Comment un enfant choyé, issu d’une famille aisée de diamantaires, a-t-il pu se retrouver à la tête du gang le plus tristement célèbre de l’histoire de la Guinée ? C’est la question qui a toujours plané au-dessus du nom de Ibrahima Kalil Sylla, plus connu sous le pseudonyme de « Kalil Le Général ».
Né en 1967 à Conakry, il semblait pourtant destiné à un tout autre destin, bercé par l’amour inconditionnel de sa mère et la fortune de son père. Mais sa vie a pris un virage brutal, loin des valeurs familiales, vers les ruelles sombres et dangereuses du grand banditisme.
Son histoire commence sur les terrains de football de Bonfi. C’est là, au milieu des jeunes passionnés du ballon rond dans les années 1990, qu’il rencontre Mamadouba Camara “Léré” et Chérif Cissé.
À l’époque, loin d’être le criminel endurci qu’il deviendra, il se contente de petits délits non armés : vols de motos et de réfrigérateurs, en compagnie de son ami Moustapha Daleb Sylla.
Cette première incursion dans l’illégalité s’achève par une arrestation et une humiliante apparition à la Radiodiffusion Télévision Guinéenne, en 1992. Ce premier contact avec la justice, loin de le dissuader, marque en réalité le point de départ de son ascension criminelle.
Après cet épisode, son amitié avec Chérif Cissé se renforce. Les deux hommes deviennent inséparables, naviguant entre Bonfi et Hafia. C’est lors d’une de ses visites chez Chérif que Kalil croise la route d’un voisin redouté : Djibril Koly Koné, alias « Zizi ». Son nom seul glaçait le sang des habitants. Invisible le jour mais impitoyable la nuit, croiser Zizi après 22 heures, c’était risquer de prendre une balle.
Sous sa tutelle, Kalil apprend les ficelles du métier : planification des opérations, maniement des armes de guerre, stratégies de fuite. Peu après, un drame survient : Chérif est lynché à Kénien lors d’un braquage qui tourne mal, malgré les tirs désespérés de Zizi pour le sauver. Cet événement scelle le destin de Kalil.
Physiquement, il n’avait ni la carrure de « Chaud Chaud », ni la ruse de Papa Sangaré, ni la cruauté de Zizi. Mais il possédait une qualité inattendue chez un criminel : un sens profond du partage et un amour sincère pour ses proches. La seule chose qu’il ne donnerait jamais, c’était son âme. Cette générosité forgea autour de lui une véritable armée, unie par une loyauté indéfectible. Parmi ses hommes :
Vegas, son adjoint et bras armé.
Mathias, son défenseur acharné.
Ben Malifa, son “frère d’une autre mère”.

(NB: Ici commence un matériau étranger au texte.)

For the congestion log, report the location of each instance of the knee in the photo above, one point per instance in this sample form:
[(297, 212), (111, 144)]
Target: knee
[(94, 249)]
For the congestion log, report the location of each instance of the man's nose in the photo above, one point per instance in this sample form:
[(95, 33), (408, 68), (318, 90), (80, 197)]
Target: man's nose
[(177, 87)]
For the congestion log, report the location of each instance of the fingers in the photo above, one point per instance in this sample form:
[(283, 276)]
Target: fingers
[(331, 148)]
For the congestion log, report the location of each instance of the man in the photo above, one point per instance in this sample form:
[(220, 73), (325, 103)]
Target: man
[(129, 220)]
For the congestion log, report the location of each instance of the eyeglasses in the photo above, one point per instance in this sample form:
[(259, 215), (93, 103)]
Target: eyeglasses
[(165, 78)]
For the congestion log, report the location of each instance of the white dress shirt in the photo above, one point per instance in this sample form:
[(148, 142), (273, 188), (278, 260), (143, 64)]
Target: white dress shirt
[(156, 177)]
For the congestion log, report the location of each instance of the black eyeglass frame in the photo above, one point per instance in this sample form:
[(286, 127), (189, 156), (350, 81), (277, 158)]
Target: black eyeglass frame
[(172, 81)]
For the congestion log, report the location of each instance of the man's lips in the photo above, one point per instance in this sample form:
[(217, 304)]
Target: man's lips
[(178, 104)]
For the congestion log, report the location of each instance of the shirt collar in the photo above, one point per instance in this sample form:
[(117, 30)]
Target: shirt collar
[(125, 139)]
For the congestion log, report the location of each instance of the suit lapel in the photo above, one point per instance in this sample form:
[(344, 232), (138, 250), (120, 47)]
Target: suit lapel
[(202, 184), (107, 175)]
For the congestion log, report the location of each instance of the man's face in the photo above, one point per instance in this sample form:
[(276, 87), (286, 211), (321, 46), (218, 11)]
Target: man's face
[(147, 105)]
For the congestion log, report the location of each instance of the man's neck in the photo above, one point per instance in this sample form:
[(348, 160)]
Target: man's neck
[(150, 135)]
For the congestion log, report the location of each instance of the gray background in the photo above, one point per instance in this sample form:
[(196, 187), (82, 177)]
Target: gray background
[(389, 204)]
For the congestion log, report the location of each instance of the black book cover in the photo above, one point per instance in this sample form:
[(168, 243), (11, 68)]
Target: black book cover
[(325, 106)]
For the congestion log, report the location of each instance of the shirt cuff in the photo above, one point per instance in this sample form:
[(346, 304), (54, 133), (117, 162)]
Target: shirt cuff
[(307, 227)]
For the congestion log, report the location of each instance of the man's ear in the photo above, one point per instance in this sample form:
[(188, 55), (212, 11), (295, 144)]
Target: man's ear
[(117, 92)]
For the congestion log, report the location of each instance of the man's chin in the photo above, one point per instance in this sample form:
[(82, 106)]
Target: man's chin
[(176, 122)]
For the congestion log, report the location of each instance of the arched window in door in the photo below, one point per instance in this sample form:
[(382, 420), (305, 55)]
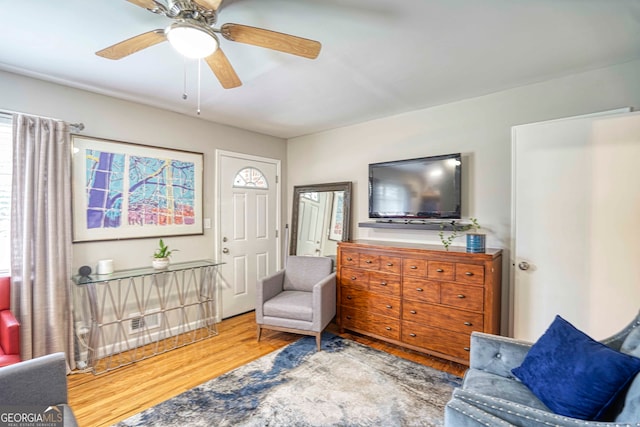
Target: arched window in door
[(250, 178)]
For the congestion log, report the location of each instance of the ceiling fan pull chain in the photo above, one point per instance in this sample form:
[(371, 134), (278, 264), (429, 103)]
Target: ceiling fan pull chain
[(184, 77), (199, 64)]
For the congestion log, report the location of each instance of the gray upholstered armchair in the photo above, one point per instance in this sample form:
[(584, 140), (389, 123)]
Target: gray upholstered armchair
[(301, 298), (39, 382), (492, 396)]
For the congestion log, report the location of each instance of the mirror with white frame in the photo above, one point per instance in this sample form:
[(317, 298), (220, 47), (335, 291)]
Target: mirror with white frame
[(321, 218)]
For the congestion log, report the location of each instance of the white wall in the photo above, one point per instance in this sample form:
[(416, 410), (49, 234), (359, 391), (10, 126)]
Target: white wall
[(110, 118), (480, 128)]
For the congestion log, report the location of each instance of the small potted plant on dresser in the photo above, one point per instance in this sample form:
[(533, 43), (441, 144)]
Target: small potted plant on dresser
[(475, 241), (161, 256)]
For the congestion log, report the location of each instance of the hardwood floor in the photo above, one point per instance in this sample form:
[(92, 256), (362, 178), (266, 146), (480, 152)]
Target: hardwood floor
[(105, 399)]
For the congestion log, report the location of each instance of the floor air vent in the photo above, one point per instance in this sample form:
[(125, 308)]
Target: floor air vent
[(140, 323)]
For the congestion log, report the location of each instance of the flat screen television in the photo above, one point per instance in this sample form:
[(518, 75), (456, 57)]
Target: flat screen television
[(415, 189)]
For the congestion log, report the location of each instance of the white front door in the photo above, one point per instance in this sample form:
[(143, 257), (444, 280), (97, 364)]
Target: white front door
[(248, 217), (576, 216)]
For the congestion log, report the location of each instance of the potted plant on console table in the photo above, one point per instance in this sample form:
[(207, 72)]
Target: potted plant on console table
[(475, 241), (161, 256)]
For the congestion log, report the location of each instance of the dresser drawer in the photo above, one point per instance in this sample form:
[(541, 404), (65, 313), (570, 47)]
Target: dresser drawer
[(384, 306), (354, 278), (390, 264), (355, 298), (462, 296), (353, 318), (369, 261), (421, 290), (438, 270), (382, 283), (350, 258), (442, 317), (439, 340), (414, 267), (385, 327), (470, 273)]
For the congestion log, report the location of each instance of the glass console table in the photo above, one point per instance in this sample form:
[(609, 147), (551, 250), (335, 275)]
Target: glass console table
[(131, 315)]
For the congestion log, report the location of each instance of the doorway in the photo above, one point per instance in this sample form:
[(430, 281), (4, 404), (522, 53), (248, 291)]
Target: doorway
[(247, 237)]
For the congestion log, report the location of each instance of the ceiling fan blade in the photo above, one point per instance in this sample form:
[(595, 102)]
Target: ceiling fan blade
[(223, 70), (208, 4), (132, 45), (271, 40), (147, 4)]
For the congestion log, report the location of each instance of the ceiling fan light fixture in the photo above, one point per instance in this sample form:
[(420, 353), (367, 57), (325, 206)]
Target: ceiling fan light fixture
[(192, 40)]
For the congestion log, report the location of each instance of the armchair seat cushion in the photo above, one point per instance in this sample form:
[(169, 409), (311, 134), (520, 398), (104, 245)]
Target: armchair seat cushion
[(498, 386), (296, 305)]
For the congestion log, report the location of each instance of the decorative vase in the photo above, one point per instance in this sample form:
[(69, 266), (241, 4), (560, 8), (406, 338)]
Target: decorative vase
[(160, 263), (476, 243)]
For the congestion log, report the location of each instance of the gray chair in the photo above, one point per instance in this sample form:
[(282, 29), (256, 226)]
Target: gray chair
[(37, 382), (301, 298), (492, 396)]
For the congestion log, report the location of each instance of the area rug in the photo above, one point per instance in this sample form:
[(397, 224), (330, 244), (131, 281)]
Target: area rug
[(345, 384)]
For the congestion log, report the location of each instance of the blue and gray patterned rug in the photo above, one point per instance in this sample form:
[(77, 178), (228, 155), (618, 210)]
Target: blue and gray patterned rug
[(345, 384)]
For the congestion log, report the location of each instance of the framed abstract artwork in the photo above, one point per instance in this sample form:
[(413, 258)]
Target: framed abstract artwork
[(131, 191)]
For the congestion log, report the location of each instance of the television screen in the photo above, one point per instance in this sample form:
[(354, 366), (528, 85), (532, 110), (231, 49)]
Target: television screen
[(423, 188)]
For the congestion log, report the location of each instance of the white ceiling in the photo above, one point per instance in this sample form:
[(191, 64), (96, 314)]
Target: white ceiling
[(378, 58)]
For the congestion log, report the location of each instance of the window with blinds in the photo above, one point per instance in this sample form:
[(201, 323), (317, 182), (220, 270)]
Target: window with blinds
[(5, 194)]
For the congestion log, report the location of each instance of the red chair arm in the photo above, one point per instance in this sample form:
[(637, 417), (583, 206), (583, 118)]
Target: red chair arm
[(9, 333)]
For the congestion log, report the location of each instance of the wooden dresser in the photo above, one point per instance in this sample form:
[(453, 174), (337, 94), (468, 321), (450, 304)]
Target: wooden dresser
[(419, 296)]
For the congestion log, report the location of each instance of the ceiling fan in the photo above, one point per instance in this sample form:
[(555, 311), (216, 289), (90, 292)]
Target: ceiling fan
[(192, 34)]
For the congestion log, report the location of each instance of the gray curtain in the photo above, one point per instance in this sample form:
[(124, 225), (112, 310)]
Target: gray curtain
[(41, 236)]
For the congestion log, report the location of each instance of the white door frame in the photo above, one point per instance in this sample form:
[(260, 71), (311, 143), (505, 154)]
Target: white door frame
[(217, 212), (512, 241)]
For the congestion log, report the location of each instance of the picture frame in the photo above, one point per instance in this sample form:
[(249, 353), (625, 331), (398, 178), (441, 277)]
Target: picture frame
[(337, 216), (123, 190)]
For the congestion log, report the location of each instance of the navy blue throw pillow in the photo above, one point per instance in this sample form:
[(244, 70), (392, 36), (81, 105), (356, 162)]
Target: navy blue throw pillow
[(573, 374)]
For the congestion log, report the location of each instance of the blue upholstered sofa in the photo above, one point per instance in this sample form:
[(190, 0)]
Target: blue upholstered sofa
[(491, 395)]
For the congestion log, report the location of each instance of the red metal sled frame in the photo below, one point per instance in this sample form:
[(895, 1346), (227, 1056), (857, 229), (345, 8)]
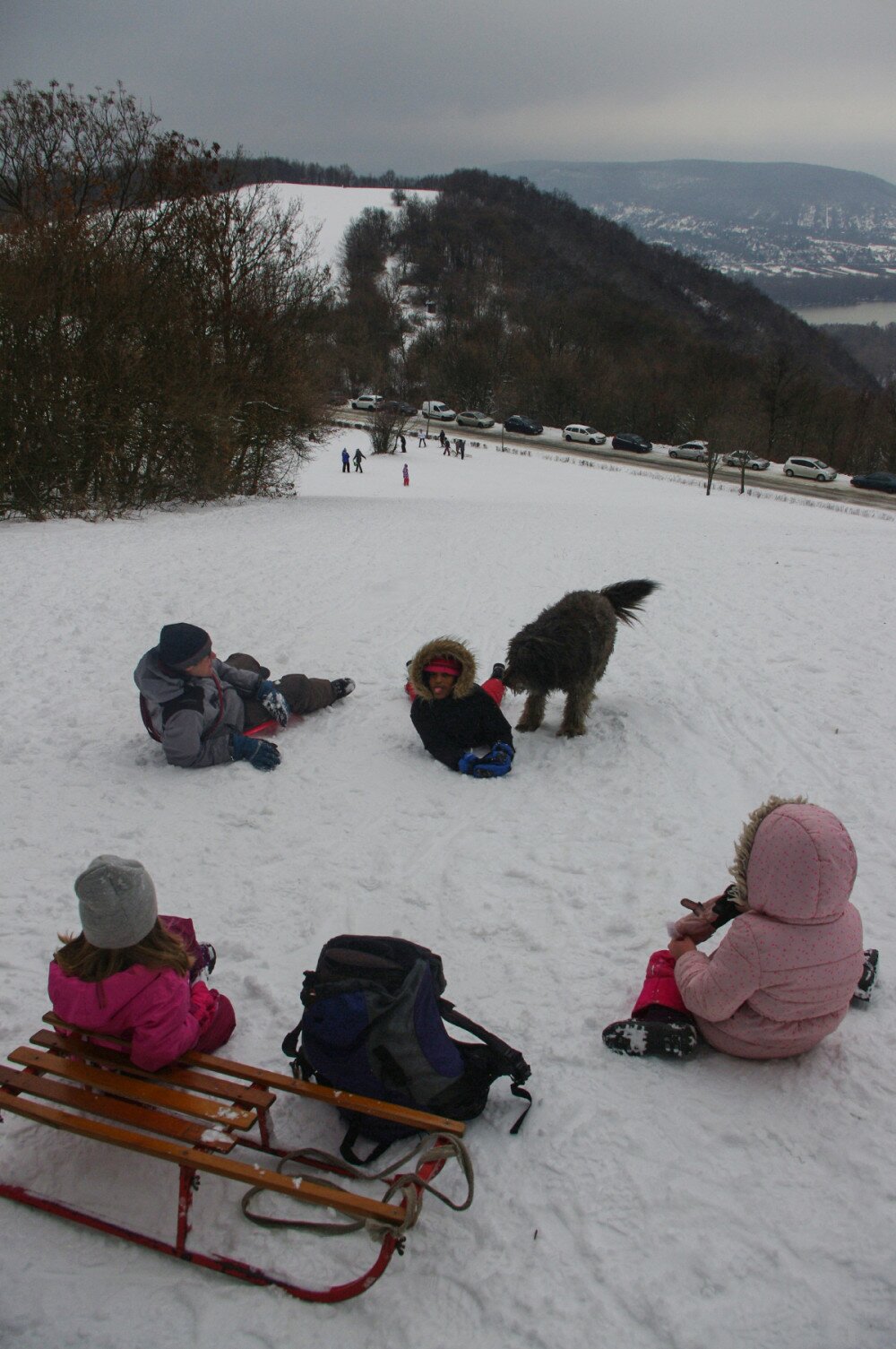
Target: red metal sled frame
[(189, 1177)]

Bruno, son pourvoyeur en munitions.
Ensemble, ils mènent des opérations audacieuses : braquage d’un laboratoire photo, de la pharmacie Sacko à Dixinn, et de la boutique des Indiens à Madina. Mais leur train de vie soudainement luxueux attire l’attention : motos neuves, vêtements de marque, belles conquêtes, sans emploi apparent.
Les vols se transforment en meurtres à partir de 1994, la plupart commis par Mathias. L’attaque d’une station-service à Boussoura et d’une boutique indienne, marquée par un déluge de tirs, pousse les autorités à intensifier leurs recherches. Des dénonciations conduisent à l’arrestation de Yady Touré, dit Liman, puis à une chasse à l’homme contre Mathias et Vegas, qui réussissent à s’enfuir. Finalement, Kalil et Ben Malifa sont arrêtés au marché de Yimbaya, en compagnie de Fatoumata Camara.
Dans la nuit du 28 au 29 décembre 1994, après des séances de torture selon certaines sources, Kalil, brisé, finit par coopérer. Il accompagne l’escadron pour arrêter les autres membres : Léré, Dallas, Yannick Stopira, Mohamed 5, entre autres.
Le 29 décembre après-midi, ils sont présentés à la RTG, dans une vidéo qui restera l’unique trace visuelle de Kalil vivant. Le soir même, ils sont enfermés dans une cellule noire. Le 1er janvier 1995, à l’aube, un spectacle macabre attend les gardiens : de nombreux corps sans vie gisent dans la cellule.
Ainsi s’achève la vie de Kalil Le Général, fils du diamantaire, chef de gang respecté par ses hommes, et dont la fin tragique reste gravée dans l’histoire criminelle et judiciaire de la Guinée.